Greger Larson and his colleagues found that the remains of 17 Arctic foxes in Iceland from the ninth to the 12th centuries shared a single genetic signature, while the modern Icelandic fox population has five different genetic types. During the cold centuries, they infer, genetically diverse Arctic foxes from the Eurasian continent apparently reached Iceland via sea ice.

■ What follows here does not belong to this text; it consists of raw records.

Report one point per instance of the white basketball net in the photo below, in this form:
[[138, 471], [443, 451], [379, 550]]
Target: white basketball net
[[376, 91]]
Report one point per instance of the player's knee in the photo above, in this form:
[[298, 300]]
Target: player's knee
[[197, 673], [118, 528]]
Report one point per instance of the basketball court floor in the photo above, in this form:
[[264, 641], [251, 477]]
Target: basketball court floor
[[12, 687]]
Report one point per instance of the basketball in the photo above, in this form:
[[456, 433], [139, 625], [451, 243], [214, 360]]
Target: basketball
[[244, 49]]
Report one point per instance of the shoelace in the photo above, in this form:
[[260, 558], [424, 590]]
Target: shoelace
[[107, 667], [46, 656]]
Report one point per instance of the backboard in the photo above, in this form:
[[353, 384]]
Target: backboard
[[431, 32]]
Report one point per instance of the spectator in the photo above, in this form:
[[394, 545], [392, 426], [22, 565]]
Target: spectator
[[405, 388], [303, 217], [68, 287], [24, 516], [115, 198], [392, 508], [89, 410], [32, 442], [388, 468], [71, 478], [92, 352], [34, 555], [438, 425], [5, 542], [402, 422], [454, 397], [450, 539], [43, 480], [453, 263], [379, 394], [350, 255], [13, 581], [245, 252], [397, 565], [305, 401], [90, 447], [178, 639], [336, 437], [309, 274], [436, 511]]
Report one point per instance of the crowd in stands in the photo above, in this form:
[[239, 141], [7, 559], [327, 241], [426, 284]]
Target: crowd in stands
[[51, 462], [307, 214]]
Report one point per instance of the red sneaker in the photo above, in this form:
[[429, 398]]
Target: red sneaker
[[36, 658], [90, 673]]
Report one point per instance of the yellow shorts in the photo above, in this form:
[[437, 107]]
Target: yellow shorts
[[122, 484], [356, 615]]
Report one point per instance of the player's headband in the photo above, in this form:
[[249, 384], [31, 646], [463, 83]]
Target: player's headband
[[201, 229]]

Anecdotal evidence suggests that the extent of summer Arctic sea ice then shrank after 1850, before expanding in the 1960s. Clearly, the Arctic Ocean's sea ice is both more variable and more vulnerable to warming than expected. But is the current rapid retreat caused only by warming? At least some of it might be caused by soot from dirty, coal-fired power stations. Some scientists have noticed that the decline in Arctic sea ice correlates better with the rapid growth of coal consumption in China than it does with global temperature. As the argument goes: Soot falling on white ice darkens it, which results in faster melting in summer sun.

Correlation does not always mean causation, but if soot is contributing to sea-ice melt, then it is moderately good news, because cleaning up soot emissions from power stations could be both cheaper and quicker than cutting carbon-dioxide emissions.

There's also the puzzling fact that Antarctic sea ice shows no sign of summer retreat, and the current winter's peak extent is well above average. The sea-dominated Southern Hemisphere is certainly warming more slowly than the land-dominated Northern Hemisphere, but it has still been warming. If warming is supposed to be "global," shouldn't sea ice retreat at both ends of the world?